В палате была только одна койка и один стул, поэтому Ване, отказавшемуся присесть на больничное судно, пришлось разместиться на тумбочке.
Цимбаларь, заметив в Людочкиных руках томик избранных произведений поэта Уздечкина, поинтересовался:
– Так это, значит, и есть твои важные документы?
– Вот именно! – ответила Людочка, оживлённая как никогда. – И сейчас вы все в этом убедитесь… Прошлой ночью мне что-то не спалось, и я вновь перелистала эту книгу. Больше всего меня заинтересовали лирические стихи.

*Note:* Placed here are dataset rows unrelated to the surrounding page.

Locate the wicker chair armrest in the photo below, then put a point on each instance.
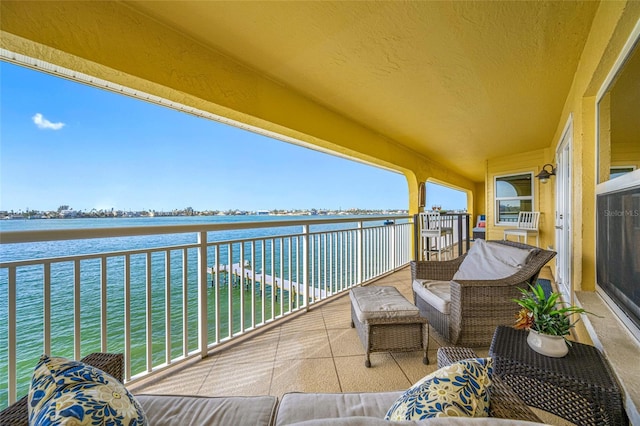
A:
(17, 414)
(528, 274)
(435, 270)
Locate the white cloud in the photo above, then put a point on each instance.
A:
(43, 123)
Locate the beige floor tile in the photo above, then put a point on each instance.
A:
(312, 320)
(179, 381)
(303, 344)
(247, 380)
(384, 374)
(304, 375)
(411, 364)
(260, 348)
(345, 342)
(337, 318)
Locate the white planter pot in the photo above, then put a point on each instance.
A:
(544, 344)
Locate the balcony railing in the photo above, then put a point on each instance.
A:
(165, 294)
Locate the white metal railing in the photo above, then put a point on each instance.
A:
(164, 294)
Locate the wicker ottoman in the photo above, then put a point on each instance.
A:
(387, 322)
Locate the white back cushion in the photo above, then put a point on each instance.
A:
(491, 261)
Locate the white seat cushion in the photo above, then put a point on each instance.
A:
(491, 261)
(435, 293)
(381, 302)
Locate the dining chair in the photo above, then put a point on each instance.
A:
(437, 238)
(527, 225)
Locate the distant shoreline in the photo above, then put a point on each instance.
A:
(117, 214)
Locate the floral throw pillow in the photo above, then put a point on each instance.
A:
(65, 392)
(458, 390)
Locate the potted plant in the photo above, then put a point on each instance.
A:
(547, 319)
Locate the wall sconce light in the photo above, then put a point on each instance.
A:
(545, 174)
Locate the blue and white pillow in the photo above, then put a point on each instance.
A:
(65, 392)
(458, 390)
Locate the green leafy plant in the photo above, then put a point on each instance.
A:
(545, 314)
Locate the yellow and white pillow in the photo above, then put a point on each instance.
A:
(458, 390)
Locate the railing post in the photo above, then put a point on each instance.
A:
(203, 326)
(359, 252)
(394, 255)
(12, 341)
(305, 265)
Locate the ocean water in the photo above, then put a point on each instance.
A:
(30, 292)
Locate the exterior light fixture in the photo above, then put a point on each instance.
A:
(545, 174)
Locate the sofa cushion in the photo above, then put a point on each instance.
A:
(443, 421)
(166, 410)
(297, 407)
(64, 392)
(435, 293)
(381, 302)
(457, 390)
(491, 261)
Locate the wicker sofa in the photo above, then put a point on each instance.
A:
(365, 408)
(476, 307)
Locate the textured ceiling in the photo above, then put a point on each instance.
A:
(458, 82)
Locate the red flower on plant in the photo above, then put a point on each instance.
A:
(524, 319)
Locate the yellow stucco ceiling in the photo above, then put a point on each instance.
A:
(458, 82)
(441, 83)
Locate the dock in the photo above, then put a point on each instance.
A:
(291, 286)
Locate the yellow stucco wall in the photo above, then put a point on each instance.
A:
(610, 30)
(612, 26)
(61, 33)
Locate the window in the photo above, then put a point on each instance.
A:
(514, 193)
(616, 171)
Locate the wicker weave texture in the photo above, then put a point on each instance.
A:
(505, 403)
(477, 306)
(392, 335)
(579, 387)
(17, 413)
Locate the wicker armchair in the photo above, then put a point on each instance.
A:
(17, 413)
(477, 307)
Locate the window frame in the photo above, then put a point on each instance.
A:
(497, 199)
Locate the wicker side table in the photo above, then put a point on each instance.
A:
(387, 322)
(579, 387)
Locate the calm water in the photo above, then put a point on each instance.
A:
(30, 293)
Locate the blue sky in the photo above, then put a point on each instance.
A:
(63, 142)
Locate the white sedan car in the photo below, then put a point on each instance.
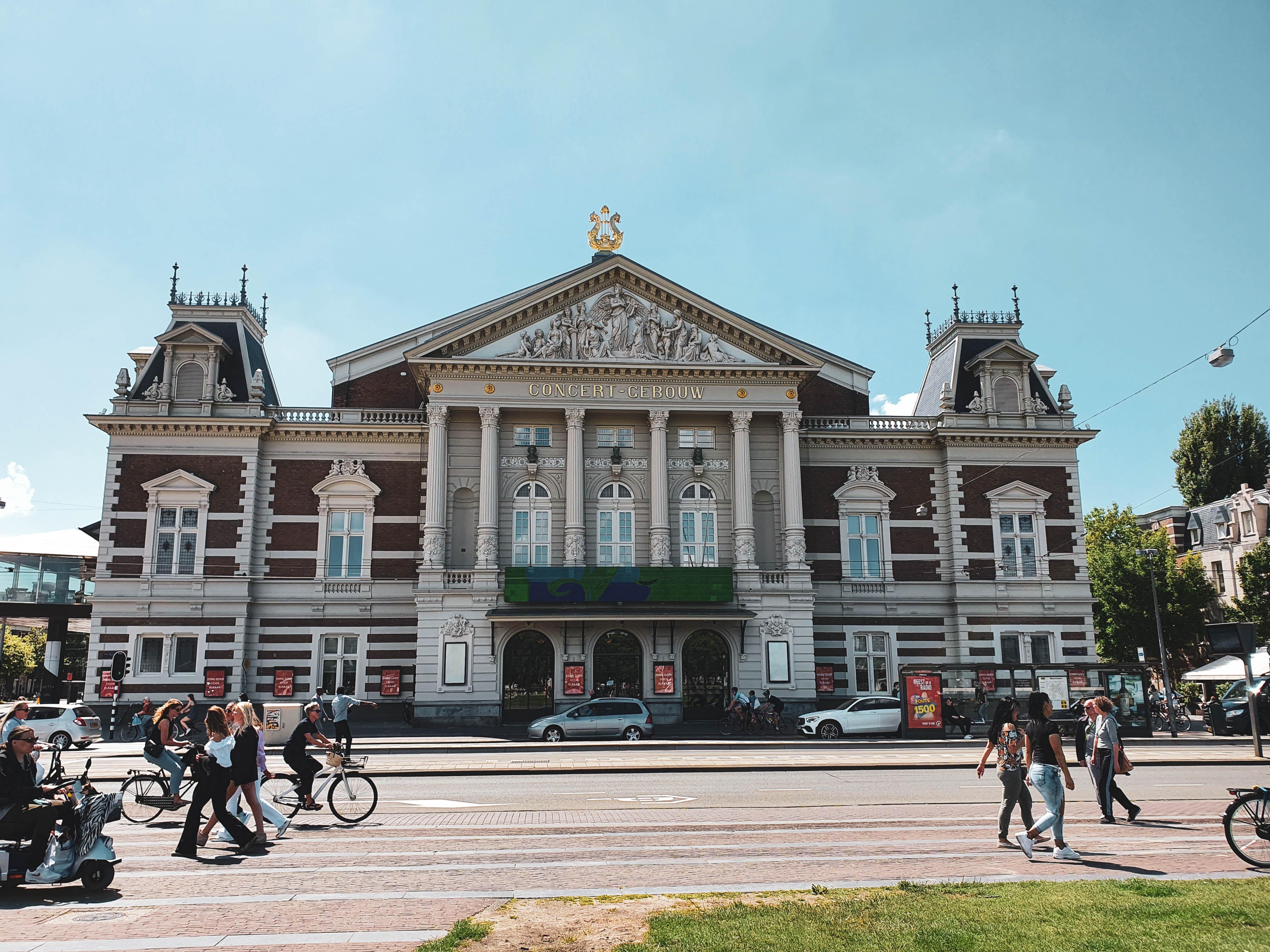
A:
(861, 715)
(63, 724)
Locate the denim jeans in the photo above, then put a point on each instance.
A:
(173, 765)
(1048, 781)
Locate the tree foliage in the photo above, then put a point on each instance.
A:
(1254, 604)
(1221, 447)
(1121, 582)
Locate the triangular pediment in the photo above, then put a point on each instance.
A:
(614, 313)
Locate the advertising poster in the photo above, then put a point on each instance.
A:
(1057, 690)
(284, 682)
(663, 678)
(214, 682)
(924, 701)
(825, 678)
(390, 682)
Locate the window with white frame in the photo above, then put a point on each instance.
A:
(698, 514)
(531, 526)
(346, 537)
(615, 526)
(864, 546)
(533, 436)
(609, 437)
(694, 439)
(176, 541)
(872, 658)
(1018, 545)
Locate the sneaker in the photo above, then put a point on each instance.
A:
(1024, 843)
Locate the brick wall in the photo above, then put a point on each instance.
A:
(380, 389)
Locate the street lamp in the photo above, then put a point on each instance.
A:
(1150, 555)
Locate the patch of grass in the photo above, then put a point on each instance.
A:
(461, 931)
(1003, 917)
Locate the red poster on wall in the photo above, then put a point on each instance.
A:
(284, 682)
(390, 682)
(214, 682)
(663, 678)
(924, 701)
(825, 678)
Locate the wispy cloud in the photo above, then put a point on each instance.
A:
(17, 492)
(900, 408)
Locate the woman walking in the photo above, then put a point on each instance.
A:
(161, 739)
(1048, 774)
(1008, 742)
(1104, 757)
(249, 763)
(213, 787)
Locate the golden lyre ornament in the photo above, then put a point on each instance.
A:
(604, 234)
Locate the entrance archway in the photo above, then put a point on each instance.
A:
(529, 686)
(707, 667)
(618, 658)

– Ничего удивительного, – ехидно усмехнулся Цимбаларь, но под строгим взглядом товарищей сразу приумолк.
– Скажу прямо, творчество Уздечкина заинтересовало меня не как ценительницу истинной поэзии, тем более что ею там и не пахнет, а как криминалиста-аналитика, – продолжала Людочка. – Сразу бросалось в глаза, что стихи, посвящённые некой Сонечке, которую мы прежде отождествляли с Софьей Валериановной Уздечкиной, резко выделяются на фоне остальных произведений, очень и очень серых. В них ощущалась искренность, душевный подъем, истинное чувство. Если учесть, что эти стихи были написаны в последние годы жизни поэта, невольно напрашивался вопрос: что стало причиной столь позднего творческого взлета? Неужто Уздечкина вдохновляла жена? Пётр Фомич, вы здесь единственный, кто лично знался с этой особой. Каково ваше мнение?
Кондаков сказал, как отрезал:
– Не в моих правилах оговаривать женщин, но такой мегере не стихи следовало бы посвящать, а судебные иски на раздел имущества и жилплощади.